Identifying splice sites is also important in annotating genomes, which involves identifying which parts of our DNA are functional and what roles they play in the body. One familiar application of genome annotation is in genetic testing services, such as those offered by companies like 23andMe. These tests analyze parts of your genome to tell you about your ancestry, health risks, and genetic traits. Genome annotation makes this possible by identifying and interpreting these regions of the human genome.
Compared to the state-of-the-art “SpliceAI” tool, the Hopkins team’s “Splam” method uses a much shorter DNA sequence window to predict RNA splice sites, making its model more biologically realistic and feasible for use in research, Chao says.
The team’s Splam algorithm takes a DNA sequence of 800 nucleotides—400 each of adenine (A), cytosine (C), guanine (G), and thymine (T) on both sides of potential donor and acceptor sites—and outputs the probability for every base pair being a donor site, an acceptor site, or neither.
“Our algorithm attempts to recognize these donor/acceptor sites in pairs, just as a spliceosome ‘molecular machine’ does in the cell when it cuts out an intron,” says Chao.
The researchers developed their algorithm to recognize splice junctions within a window of 800 nucleotides—a far smaller region than the 10,000 nucleotides required by Splice AI. The team reports that despite requiring less genomic data, Splam achieves better splice junction recognition accuracy than SpliceAI.
After training their deep learning model on human DNA, the researchers ran additional tests on other species’ genetic codes.
“A frequent concern about deep learning methods is whether they simply memorize their training data or if their predictive models will work on data that diverges from what they have seen in training,” Chao says. “So to evaluate whether Splam had learned more general splicing rules, we collected data from three successively more distant species and applied the algorithm to each of them without re-training.”
The team chose the genomes of a chimpanzee, a mouse, and a flowering plant in the mustard family. Their subsequent experiments demonstrated that Splam’s biologically inspired design still produced highly accurate results on these more distant DNA sequences—showing that their method had indeed learned essential splicing patterns shared across many animals and plants.

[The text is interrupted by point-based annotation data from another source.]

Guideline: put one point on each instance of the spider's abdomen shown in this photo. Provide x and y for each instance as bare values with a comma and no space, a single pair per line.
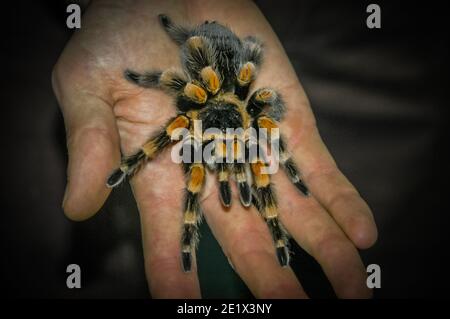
227,49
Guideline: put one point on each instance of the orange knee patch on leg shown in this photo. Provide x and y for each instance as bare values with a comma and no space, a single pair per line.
265,95
210,78
197,176
246,74
266,122
150,149
195,93
180,122
261,179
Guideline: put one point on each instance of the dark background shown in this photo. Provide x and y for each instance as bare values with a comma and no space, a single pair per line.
380,101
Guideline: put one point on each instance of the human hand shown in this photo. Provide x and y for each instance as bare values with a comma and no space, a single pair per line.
104,113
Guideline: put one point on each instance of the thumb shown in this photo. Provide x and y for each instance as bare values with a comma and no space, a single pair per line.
93,146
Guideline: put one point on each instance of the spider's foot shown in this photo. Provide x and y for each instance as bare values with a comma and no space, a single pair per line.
283,256
225,193
115,178
164,20
302,187
245,194
186,258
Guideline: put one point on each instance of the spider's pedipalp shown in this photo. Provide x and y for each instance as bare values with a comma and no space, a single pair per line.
197,54
171,80
210,79
224,184
245,193
192,213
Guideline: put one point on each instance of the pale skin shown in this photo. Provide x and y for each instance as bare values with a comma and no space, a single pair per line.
105,114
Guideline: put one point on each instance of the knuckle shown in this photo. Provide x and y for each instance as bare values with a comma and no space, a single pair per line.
332,246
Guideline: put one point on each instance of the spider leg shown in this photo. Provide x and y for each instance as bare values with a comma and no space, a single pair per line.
223,173
176,32
191,213
189,93
251,60
266,97
266,203
148,151
241,174
286,161
199,58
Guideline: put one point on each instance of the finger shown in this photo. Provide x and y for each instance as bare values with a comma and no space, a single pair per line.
329,186
161,219
93,147
316,232
246,241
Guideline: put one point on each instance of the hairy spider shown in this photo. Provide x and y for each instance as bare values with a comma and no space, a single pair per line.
218,69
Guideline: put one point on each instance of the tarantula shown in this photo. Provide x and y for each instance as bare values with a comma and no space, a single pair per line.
218,69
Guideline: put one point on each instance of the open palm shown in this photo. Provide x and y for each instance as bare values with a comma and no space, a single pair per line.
105,114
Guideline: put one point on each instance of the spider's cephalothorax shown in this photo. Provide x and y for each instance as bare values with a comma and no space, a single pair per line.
218,69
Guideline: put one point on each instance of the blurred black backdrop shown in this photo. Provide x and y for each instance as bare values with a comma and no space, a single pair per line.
380,101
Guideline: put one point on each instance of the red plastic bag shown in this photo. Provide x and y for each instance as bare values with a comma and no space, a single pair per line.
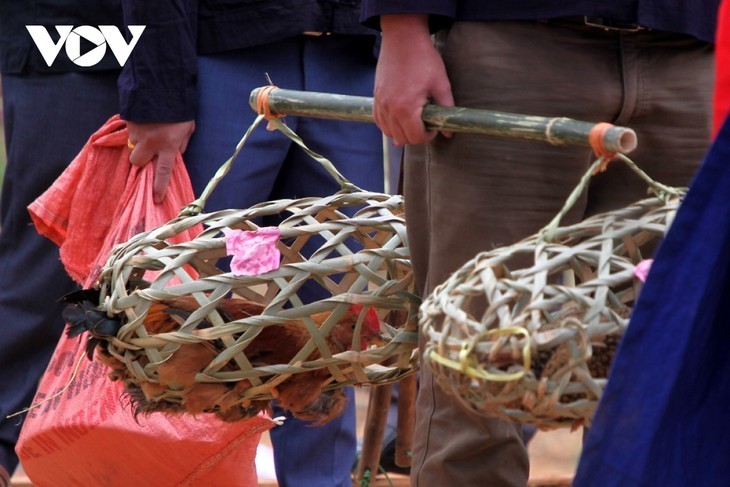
83,433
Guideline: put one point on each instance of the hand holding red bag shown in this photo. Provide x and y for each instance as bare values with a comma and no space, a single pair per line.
82,433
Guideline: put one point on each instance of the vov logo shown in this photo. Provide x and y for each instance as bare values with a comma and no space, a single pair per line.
70,36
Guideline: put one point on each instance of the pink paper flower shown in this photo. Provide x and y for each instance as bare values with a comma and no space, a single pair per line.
254,252
642,269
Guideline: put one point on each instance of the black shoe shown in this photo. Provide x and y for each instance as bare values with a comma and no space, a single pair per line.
387,456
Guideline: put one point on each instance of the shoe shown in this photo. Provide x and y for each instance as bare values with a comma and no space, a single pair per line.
387,454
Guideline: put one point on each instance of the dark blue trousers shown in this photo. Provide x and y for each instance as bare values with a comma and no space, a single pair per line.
271,167
48,119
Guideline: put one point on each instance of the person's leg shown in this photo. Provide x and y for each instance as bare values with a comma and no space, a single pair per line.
342,65
668,81
47,119
485,192
270,167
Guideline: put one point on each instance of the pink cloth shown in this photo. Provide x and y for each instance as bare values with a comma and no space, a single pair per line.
254,252
83,434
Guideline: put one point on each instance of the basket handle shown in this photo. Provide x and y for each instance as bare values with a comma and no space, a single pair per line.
660,190
197,206
555,130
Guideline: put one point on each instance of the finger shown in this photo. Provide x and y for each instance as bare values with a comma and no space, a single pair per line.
163,174
444,97
141,155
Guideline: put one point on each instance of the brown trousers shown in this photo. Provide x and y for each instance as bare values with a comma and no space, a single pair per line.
473,193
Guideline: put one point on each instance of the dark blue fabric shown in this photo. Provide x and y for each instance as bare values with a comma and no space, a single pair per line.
663,417
18,53
271,167
48,119
159,84
694,17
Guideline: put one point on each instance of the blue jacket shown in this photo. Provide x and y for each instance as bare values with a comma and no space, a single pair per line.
158,82
694,17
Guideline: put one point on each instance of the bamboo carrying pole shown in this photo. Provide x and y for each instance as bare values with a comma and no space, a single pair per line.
556,130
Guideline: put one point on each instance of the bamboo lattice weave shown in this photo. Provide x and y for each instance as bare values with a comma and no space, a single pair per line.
534,344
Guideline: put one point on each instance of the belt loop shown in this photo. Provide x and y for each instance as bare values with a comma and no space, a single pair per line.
608,24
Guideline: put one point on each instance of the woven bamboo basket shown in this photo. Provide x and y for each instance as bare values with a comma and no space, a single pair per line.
534,344
360,257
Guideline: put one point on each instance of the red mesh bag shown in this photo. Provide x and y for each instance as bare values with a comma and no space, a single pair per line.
80,432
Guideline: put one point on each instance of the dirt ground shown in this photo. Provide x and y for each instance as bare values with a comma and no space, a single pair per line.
553,457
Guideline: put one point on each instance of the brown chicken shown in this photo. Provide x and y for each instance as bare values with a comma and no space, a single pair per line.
275,344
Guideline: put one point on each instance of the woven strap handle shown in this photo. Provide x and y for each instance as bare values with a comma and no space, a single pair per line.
197,206
662,191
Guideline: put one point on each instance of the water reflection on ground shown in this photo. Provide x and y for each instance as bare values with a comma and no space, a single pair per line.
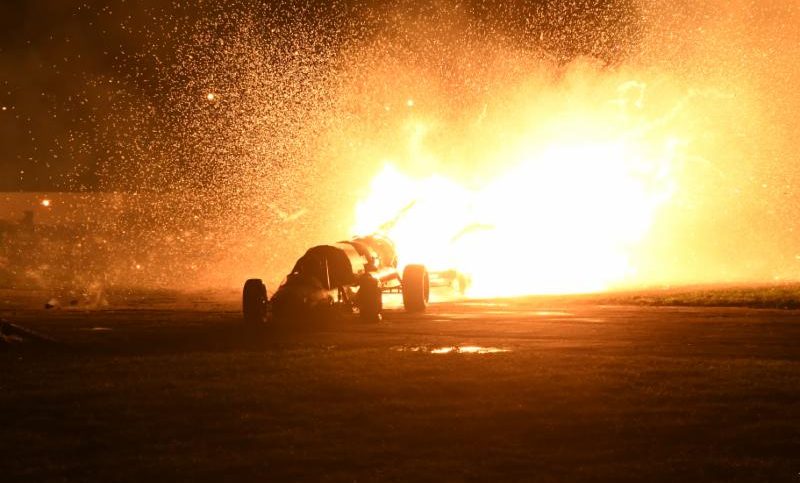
456,349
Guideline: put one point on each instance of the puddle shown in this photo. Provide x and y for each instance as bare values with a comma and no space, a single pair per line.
485,304
456,349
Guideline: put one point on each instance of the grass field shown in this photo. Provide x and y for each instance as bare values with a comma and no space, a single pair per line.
583,393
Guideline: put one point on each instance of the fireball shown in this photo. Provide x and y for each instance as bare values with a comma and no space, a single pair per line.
564,212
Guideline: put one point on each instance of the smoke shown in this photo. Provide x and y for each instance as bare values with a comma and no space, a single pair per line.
250,131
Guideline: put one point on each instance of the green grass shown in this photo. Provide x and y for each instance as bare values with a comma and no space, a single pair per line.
783,296
191,396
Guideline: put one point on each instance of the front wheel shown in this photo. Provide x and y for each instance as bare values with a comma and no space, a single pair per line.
416,288
254,301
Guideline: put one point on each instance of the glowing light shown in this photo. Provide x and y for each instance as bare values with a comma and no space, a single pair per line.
562,214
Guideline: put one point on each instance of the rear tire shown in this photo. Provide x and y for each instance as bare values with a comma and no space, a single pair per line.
416,288
254,301
370,299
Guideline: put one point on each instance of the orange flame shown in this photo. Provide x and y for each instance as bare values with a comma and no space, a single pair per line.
563,214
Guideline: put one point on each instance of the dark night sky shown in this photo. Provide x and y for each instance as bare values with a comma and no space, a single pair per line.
61,62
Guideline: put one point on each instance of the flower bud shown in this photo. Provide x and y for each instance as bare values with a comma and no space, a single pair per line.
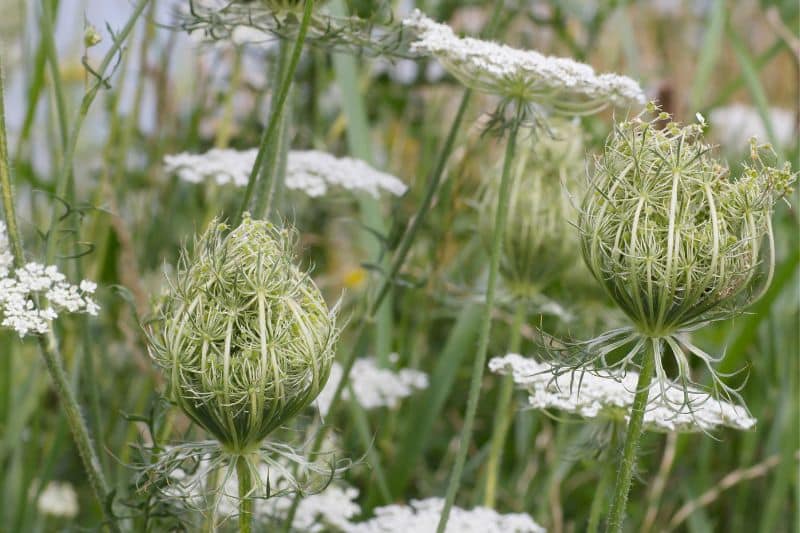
245,338
538,244
672,238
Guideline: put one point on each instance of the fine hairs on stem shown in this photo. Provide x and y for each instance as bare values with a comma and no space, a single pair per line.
628,461
48,344
483,339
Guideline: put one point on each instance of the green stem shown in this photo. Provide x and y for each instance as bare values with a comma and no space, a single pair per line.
503,412
62,178
625,472
48,343
599,501
501,215
269,145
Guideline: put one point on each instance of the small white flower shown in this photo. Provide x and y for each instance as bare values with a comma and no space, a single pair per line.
422,516
610,395
310,171
58,499
525,75
733,126
372,385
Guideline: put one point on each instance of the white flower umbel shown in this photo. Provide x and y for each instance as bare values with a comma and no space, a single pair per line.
609,394
522,75
422,516
733,126
23,292
310,171
372,385
59,500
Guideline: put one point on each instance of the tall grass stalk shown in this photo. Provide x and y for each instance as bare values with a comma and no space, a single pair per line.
48,343
263,171
501,217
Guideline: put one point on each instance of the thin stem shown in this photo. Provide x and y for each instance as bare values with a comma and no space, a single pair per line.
501,215
599,501
625,472
269,145
245,495
62,179
503,412
48,343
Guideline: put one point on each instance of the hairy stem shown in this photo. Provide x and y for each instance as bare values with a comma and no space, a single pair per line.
628,462
501,215
245,495
48,343
503,412
599,501
263,170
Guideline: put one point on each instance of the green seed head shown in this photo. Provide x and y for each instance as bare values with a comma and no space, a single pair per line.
538,243
673,239
245,338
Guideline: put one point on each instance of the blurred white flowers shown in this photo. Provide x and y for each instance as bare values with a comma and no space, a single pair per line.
525,75
372,385
734,125
58,499
310,171
592,394
23,289
422,516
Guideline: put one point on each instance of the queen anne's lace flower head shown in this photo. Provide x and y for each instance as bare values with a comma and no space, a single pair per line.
372,385
607,394
539,243
523,75
310,171
245,338
32,296
422,516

The team’s next steps include applying its model to more species and integrating its method into existing RNA sequencing pipelines for practical use in transcriptome assembly.
“Our method has immediate applications in improving transcriptome assembly and reducing splicing noise, making it valuable for a wide range of genomic studies,” says Chao. “We hope that Splam will contribute to the better understanding of our genomes and the genes within them.”